El asunto es que estos hechos lamentables suceden en miles de lugares, incluida nuestra República Argentina. Desde tiempos inciertos que la ley abre expedientes sobre causas judiciales que muchas veces quedan en el limbo por diferentes motivos, aunque casi siempre se trata de la impunidad, la tergiversación y la corrupción. Corrían los años 80 cuando Arquímedes Puccio perpetró sus planes más viles, ya bajo el gobierno democrático de Alfonsín, pero con una clara inclinación hacia lo militar. Claro, el líder de la banda y comandante de una familia de siete integrantes, contaba ya con un prontuario en el tráfico de armas, además de un puesto en los servicios de inteligencia de ese entonces, lo cual lo mantenía muy cerca del comodoro de turno.
Así, caminando en puntillas y sin levantar sospechas, el señor se fue forrando en dólares, producto de secuestros extorsivos a personas pertenecientes a la clase alta. Muy fácil… Los vigilaba, averiguaba su cachet, preparaba el terreno y zas, los hijos del dinero eran tragados por la tierra y trasladados en baúles motorizados a la mismísima casa de la familia Puccio, en donde eran víctimas de maltratos y torturas que incluían el envío de falsos testimonios de bienestar a sus seres queridos. De esa manera, “los buenos” dejaban el botín donde se les indicaba y aguardaban la tan ansiada liberación, una liberación que jamás llegaba y que acababa enterrada en fosas improvisadas y con varios tiros en la cabeza.

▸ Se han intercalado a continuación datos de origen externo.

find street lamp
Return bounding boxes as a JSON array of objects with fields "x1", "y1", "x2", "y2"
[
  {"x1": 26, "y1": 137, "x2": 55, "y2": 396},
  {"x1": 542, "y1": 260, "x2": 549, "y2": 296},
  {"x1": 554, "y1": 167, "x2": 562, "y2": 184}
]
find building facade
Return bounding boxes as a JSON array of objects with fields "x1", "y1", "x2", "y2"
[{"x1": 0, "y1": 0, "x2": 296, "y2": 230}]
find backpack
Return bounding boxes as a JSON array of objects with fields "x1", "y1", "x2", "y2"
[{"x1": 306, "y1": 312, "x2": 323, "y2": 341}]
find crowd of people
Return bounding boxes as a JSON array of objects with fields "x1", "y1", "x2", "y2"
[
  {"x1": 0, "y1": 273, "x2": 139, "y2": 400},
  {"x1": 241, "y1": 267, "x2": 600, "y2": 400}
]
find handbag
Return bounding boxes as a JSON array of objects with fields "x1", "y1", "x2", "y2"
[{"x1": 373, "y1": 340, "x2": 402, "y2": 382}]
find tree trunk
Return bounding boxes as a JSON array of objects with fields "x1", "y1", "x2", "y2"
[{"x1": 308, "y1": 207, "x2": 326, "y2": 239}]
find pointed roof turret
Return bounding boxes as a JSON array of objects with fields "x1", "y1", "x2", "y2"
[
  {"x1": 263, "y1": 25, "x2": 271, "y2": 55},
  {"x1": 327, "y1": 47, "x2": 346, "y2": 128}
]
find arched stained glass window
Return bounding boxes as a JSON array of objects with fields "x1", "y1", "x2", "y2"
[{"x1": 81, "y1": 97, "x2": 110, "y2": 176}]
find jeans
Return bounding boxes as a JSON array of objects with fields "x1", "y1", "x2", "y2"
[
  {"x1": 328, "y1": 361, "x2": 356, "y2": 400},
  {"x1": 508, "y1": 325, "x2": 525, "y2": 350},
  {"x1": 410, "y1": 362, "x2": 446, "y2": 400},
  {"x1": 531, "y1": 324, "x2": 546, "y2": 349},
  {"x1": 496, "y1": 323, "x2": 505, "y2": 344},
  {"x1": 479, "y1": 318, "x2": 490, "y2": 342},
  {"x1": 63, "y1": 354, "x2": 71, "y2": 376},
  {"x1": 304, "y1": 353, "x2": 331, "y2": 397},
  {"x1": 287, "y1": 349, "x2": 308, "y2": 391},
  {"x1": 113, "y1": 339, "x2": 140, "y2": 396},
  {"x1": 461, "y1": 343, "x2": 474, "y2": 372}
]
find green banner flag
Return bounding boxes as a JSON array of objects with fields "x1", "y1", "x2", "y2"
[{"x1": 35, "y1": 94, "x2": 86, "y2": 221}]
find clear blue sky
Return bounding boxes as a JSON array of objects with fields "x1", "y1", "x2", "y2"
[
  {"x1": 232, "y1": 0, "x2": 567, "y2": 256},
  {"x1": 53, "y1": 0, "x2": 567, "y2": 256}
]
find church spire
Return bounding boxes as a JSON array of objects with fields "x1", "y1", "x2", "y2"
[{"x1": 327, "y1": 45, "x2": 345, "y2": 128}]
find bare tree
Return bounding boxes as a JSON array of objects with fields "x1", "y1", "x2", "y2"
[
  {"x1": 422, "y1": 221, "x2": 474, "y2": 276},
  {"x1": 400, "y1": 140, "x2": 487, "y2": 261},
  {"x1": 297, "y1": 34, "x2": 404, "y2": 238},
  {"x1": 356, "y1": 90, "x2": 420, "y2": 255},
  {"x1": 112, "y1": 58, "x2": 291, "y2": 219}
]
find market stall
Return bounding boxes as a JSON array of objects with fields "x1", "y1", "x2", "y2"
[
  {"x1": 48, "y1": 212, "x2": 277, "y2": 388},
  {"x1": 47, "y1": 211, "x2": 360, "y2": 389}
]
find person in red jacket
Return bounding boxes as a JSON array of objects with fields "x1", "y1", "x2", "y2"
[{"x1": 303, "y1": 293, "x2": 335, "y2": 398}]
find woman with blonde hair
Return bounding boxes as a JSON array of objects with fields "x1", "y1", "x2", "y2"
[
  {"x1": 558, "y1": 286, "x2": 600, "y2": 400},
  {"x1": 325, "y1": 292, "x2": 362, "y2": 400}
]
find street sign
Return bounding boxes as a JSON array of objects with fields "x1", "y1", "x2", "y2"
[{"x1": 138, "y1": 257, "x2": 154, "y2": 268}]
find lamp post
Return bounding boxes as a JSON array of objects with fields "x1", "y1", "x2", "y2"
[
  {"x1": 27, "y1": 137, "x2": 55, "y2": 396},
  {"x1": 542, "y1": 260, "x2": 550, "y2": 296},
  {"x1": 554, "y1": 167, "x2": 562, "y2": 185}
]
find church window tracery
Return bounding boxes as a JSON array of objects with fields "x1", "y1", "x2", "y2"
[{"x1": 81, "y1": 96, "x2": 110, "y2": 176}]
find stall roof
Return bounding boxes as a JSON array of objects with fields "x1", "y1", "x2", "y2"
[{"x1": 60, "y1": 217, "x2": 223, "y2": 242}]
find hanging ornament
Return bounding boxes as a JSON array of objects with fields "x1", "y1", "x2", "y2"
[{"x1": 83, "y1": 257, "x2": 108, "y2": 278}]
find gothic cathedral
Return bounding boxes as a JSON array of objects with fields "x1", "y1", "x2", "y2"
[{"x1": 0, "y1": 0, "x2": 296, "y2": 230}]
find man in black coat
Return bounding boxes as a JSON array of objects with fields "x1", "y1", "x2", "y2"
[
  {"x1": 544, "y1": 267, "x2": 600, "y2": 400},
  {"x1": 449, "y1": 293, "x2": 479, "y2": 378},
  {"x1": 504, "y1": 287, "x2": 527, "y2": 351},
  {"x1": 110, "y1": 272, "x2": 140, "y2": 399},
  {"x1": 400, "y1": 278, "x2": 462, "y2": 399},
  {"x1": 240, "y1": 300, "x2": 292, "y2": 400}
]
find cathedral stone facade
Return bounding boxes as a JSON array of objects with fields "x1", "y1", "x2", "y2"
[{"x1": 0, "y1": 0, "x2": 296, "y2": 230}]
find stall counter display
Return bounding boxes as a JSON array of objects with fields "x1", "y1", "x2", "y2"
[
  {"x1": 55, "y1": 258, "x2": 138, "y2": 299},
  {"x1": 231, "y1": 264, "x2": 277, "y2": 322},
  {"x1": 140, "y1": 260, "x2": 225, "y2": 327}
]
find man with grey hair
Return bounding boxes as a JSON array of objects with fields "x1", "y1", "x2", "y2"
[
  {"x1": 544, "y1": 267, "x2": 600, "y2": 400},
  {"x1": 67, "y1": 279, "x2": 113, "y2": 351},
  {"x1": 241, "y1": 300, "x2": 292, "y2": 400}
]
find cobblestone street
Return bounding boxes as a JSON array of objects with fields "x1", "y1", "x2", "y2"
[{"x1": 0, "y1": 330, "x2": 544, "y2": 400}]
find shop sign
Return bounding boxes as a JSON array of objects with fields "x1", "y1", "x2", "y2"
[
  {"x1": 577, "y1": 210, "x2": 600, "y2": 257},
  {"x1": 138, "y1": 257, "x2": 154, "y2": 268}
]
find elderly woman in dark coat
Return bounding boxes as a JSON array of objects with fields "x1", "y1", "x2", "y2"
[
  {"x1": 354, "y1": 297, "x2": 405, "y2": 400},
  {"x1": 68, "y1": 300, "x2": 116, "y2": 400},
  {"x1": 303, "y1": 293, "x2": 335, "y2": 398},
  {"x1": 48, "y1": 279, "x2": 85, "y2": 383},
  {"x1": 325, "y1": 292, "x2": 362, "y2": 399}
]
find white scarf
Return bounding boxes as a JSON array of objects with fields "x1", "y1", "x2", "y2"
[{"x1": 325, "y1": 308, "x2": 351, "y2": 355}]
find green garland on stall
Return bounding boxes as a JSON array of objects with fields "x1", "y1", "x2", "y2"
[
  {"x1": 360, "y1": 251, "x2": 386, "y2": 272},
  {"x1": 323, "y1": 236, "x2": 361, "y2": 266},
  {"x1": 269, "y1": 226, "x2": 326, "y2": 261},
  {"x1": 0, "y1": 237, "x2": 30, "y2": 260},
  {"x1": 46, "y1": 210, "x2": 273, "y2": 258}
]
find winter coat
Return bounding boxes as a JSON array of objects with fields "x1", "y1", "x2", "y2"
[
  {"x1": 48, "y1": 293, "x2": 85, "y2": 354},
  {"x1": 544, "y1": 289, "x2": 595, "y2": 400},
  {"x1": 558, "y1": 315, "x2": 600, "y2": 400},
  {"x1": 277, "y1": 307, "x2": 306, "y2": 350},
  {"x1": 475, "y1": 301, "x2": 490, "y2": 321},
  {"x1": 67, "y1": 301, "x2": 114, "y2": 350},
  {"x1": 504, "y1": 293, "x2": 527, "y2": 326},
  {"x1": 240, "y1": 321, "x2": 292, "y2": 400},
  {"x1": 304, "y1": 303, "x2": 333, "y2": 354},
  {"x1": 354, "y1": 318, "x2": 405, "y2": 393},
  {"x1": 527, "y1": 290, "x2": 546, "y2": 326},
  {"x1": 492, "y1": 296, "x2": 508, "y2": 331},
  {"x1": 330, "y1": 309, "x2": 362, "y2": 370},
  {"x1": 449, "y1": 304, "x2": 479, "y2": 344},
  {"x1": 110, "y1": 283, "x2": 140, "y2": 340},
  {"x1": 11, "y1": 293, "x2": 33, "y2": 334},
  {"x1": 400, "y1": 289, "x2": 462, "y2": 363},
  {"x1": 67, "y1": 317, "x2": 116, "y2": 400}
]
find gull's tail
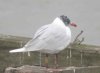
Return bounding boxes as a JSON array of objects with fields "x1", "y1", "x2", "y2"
[{"x1": 9, "y1": 47, "x2": 26, "y2": 53}]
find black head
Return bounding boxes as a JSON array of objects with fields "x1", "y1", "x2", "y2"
[{"x1": 60, "y1": 15, "x2": 70, "y2": 25}]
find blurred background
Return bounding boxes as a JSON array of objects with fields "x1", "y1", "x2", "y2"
[{"x1": 0, "y1": 0, "x2": 100, "y2": 45}]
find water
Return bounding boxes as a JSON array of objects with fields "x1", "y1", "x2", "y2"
[{"x1": 0, "y1": 0, "x2": 100, "y2": 45}]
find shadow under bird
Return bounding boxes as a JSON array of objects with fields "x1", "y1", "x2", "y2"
[{"x1": 9, "y1": 15, "x2": 77, "y2": 66}]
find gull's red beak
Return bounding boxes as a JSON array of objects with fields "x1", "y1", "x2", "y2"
[{"x1": 70, "y1": 23, "x2": 77, "y2": 27}]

Pero si hablamos de víctimas, no podemos obviar al propio grupo familiar de Arquímedes, ya que tres de ellos estaban involucrados directamente con estos crímenes. En especial el hijo mayor, Alex Puccio, el rugbier del “CASI” que sacó el mayor beneficio monetario durante años. Sin embargo, llevaban una tormentosa vida de sometimientos, cometiendo el pecado de la omisión y el silencio, además de ser cómplices del horror. Y sí, era raro que en un barrio como San Isidro ocurrieran estas cosas, por eso todos los del círculo se preguntaban qué estaba sucediendo. Lo que no sabían era que pasaban todos los días por la puerta de aquella casa que albergaba un famoso sótano donde el clan se reunía y donde funcionaba el cautiverio, mientras arriba todos cenaban en paz, hacían sus labores y se comían el verso de que no pasaba nada raro, particularmente los dos integrantes menores de edad. Nadie sospechaba de ese vecino canoso que raramente pestañeaba y barría todos los días -a cualquier hora- la vereda del negocio de artículos náuticos que les pertenecía, con el fin de aplacar cualquier grito que asomara de la oscuridad.
Todo lo que te acabo de contar está presente de manera exquisita y manejado de taquito con el pulso perfecto de Pablo Trapero en su último film. Esta historia verídica que conmocionó a todos recayó sobre Guillermo Francella en el rol principal (irreconocible en todo sentido) y Pedro Lanzani como el “elegido” por papá. Al ritmo de una banda sonora magnética y escenas que conservan una sutil calma en medio del caos que se desarrollaba en días comunes y corrientes, ambas actuaciones derrochan talento, a la vez que provocan escalofríos a una comunidad que fue muy golpeada por una dictadura como para recibir semejante baldazo de agua fría. Abrumadora, hipnotizante, poderosa; todos los elementos de El Clan están en armonía. Tanto la película como la historia tuvieron su final, sí, pero hay un “continuará” implícito en el misterio que estas desagradables personas llevarán consigo siempre, a sus tumbas o a dondequiera que estén, porque negaron todo y plantearon ese enorme interrogante de cómo una familia unida y aparentemente estable pudo formar parte de ese circo cruel que se vivió durante un lapso no del todo comprobado en Martín y Omar 544.